ResponderExcluirAcredito que a chegada das Irmãs Holandesas deve ter aliviado esse clima de penúria. Mas, mesmo nos anos 80, eu morando na Rua do Cemitério, por assim dizer, vi muitos enterros de anjos... Graças as boas decisões político-administrativas mais recentes, quando um anjinho volta aos céus, nos espantamos de um modo geral. Eu, espírita por filosofia, agradeço a Deus, por livra-los desse mundo cão, pela inspiração dos homens na prática do bem fazer público e para escrever relatos tão bons. Obrigado, Pedro. Obrigado, Rau!
ResponderExcluirEntão. Mto bom o relato de Pedro Dias, referindo-se à oficina fazedora de caixões, pelos anos 50/60, pertencente ao meu tio avô, Cassemiro Jesuíno de Lima, ao mesmo tempo que tece leve crítica aos governos da época (que, com raras exceções, continuam os mesmos).
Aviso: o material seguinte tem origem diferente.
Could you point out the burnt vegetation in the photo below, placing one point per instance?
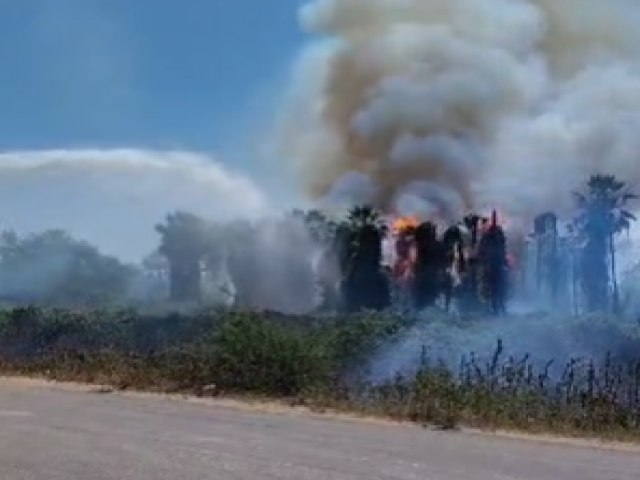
(346, 287)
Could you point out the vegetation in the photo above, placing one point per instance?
(55, 269)
(602, 215)
(312, 360)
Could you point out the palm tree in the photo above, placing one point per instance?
(185, 240)
(603, 214)
(364, 285)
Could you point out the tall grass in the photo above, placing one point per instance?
(313, 360)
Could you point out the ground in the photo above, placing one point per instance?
(64, 432)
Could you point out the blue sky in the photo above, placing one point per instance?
(95, 95)
(189, 74)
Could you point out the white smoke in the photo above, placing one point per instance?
(113, 198)
(499, 103)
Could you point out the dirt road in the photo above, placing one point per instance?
(55, 433)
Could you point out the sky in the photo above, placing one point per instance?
(83, 80)
(156, 73)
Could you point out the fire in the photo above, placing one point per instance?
(402, 224)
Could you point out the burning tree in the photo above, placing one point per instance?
(364, 284)
(602, 215)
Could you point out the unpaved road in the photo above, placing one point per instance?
(55, 433)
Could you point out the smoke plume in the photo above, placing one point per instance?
(442, 106)
(113, 198)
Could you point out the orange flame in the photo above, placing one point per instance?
(403, 224)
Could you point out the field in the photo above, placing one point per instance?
(327, 363)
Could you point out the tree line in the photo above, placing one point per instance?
(306, 260)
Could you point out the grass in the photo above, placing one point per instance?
(312, 360)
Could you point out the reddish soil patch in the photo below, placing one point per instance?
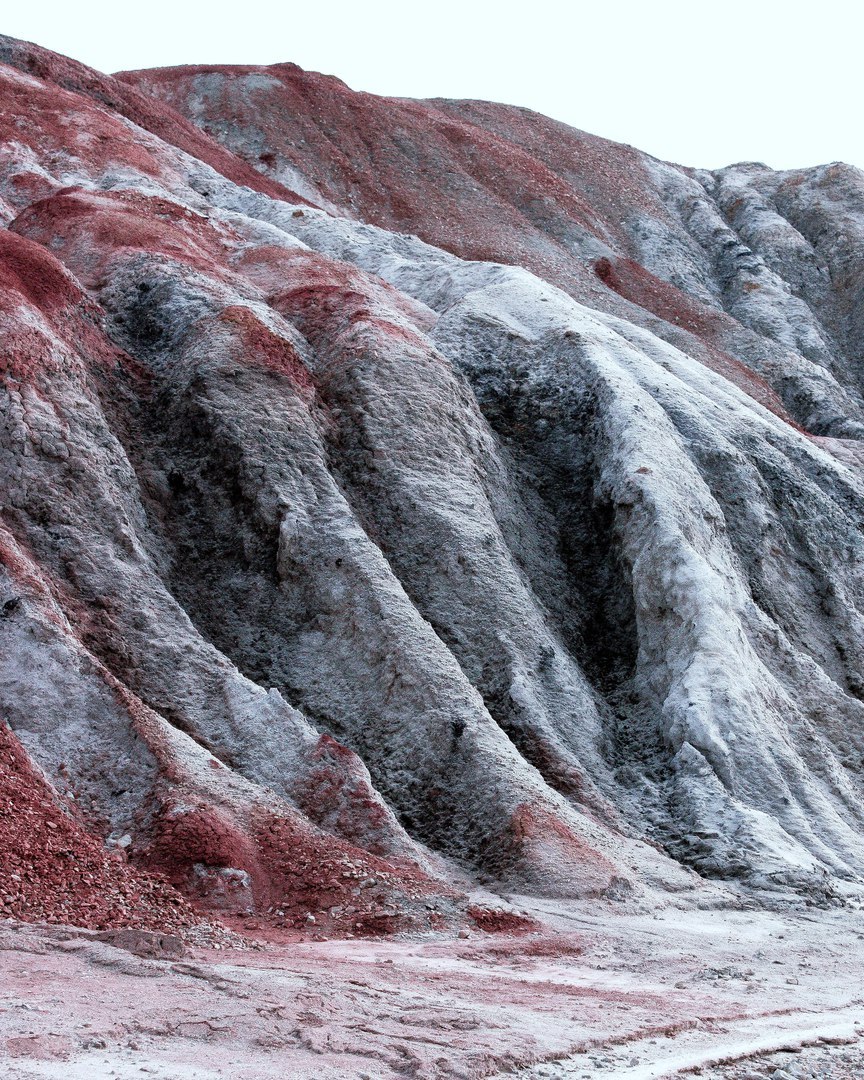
(53, 871)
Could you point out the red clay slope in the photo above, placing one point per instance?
(480, 179)
(53, 871)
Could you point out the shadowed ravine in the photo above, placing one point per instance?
(402, 495)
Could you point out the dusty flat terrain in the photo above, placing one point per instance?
(596, 993)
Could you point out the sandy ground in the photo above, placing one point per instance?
(602, 991)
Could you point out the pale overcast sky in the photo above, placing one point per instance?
(700, 83)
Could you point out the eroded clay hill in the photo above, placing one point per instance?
(397, 488)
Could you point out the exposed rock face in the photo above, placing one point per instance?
(332, 555)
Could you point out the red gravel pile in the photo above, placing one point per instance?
(53, 871)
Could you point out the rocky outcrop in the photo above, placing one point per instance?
(491, 505)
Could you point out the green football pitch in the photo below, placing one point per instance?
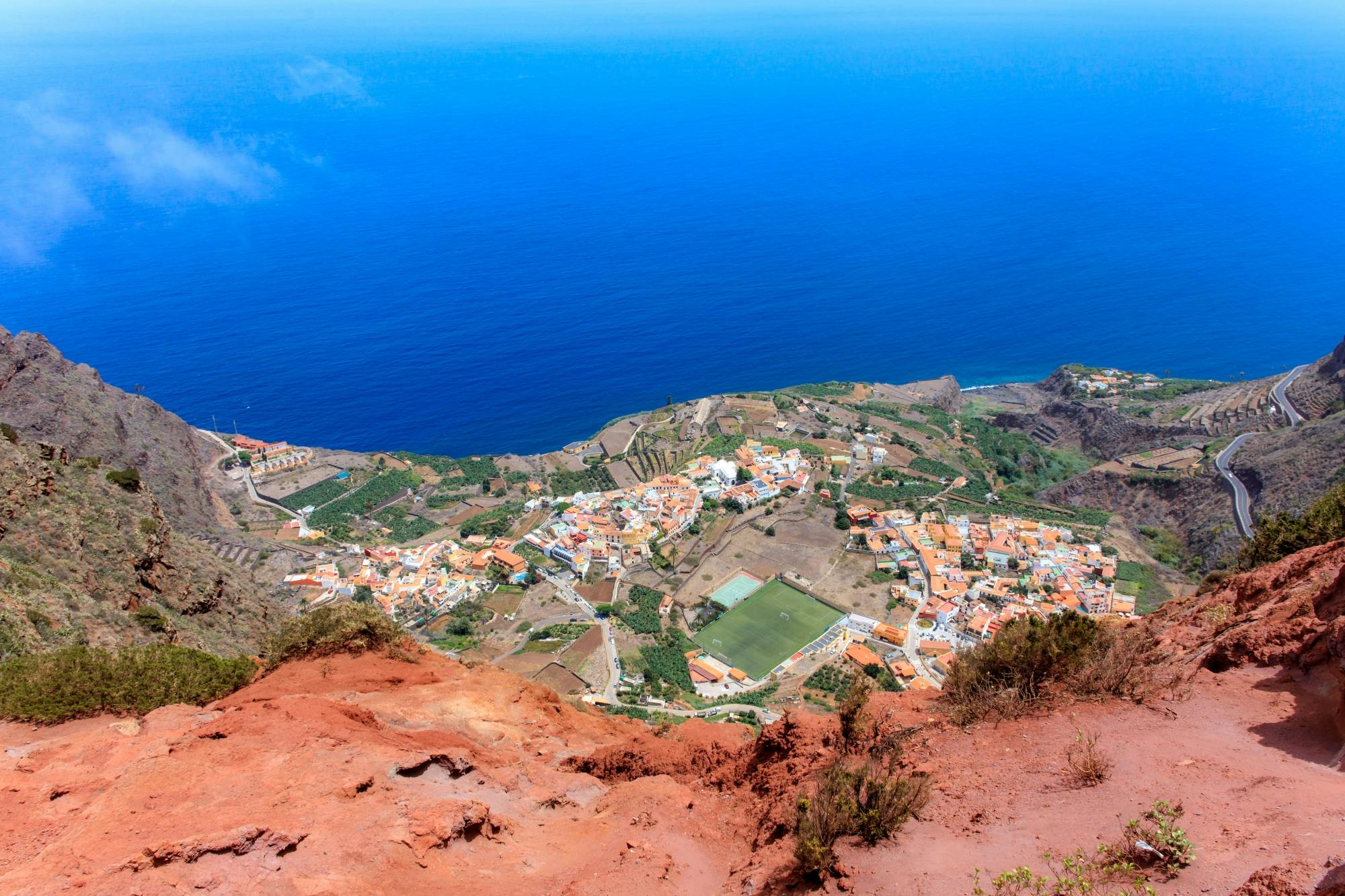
(766, 628)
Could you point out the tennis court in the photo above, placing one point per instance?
(735, 589)
(766, 628)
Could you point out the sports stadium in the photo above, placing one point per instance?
(766, 627)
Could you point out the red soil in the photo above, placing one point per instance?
(373, 775)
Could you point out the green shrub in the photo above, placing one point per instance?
(128, 478)
(75, 682)
(560, 631)
(567, 482)
(634, 712)
(645, 616)
(150, 619)
(344, 628)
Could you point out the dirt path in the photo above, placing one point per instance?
(1246, 758)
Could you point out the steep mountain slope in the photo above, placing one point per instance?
(368, 774)
(1320, 391)
(80, 556)
(45, 397)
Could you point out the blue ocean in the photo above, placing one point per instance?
(494, 225)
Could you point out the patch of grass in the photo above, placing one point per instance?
(822, 389)
(344, 628)
(75, 682)
(365, 498)
(1141, 583)
(318, 494)
(644, 616)
(567, 482)
(406, 526)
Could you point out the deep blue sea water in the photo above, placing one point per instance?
(463, 227)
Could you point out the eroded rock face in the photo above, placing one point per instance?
(48, 399)
(79, 555)
(372, 775)
(1289, 614)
ResponderExcluirMas, chamou-me a atenção o ofício de marcenaria do meu tio avô, pq lembrei que os outros tios avôs e o meu próprio avô tb eram useiros e vezeiros do mesmo oficio, mesmo que alguns grandes comerciantes tivessem sido.
José Jesuíno (Lita, Tilita) fazia oratórios de madeira mto lindos, que se perpetuaram nas casas dos familiares.
E, por coincidência, minha avó materna, Porfiria Jesuíno de Lima, irmã de Cassemiro e Lita, casou com Manuel Vital Duarte, o qual TB gostava da marcenaria.
Menina-moça, em casa dos meus pais, dormia eu numa cama solteiro feita pelo meu avô, Manuel Vital Duarte, e, para nosso orgulho e admiração, o oratório de minha mãe (hoje em meu apartamento)TB fora feito por ele.
Não por coincidência, mas por tradição sagrada da história do Novo Testamento, a marcenaria era o ofício de São José, o pai de Jesus. SALVE!
Obrigado pelo comentário, Graça Meira!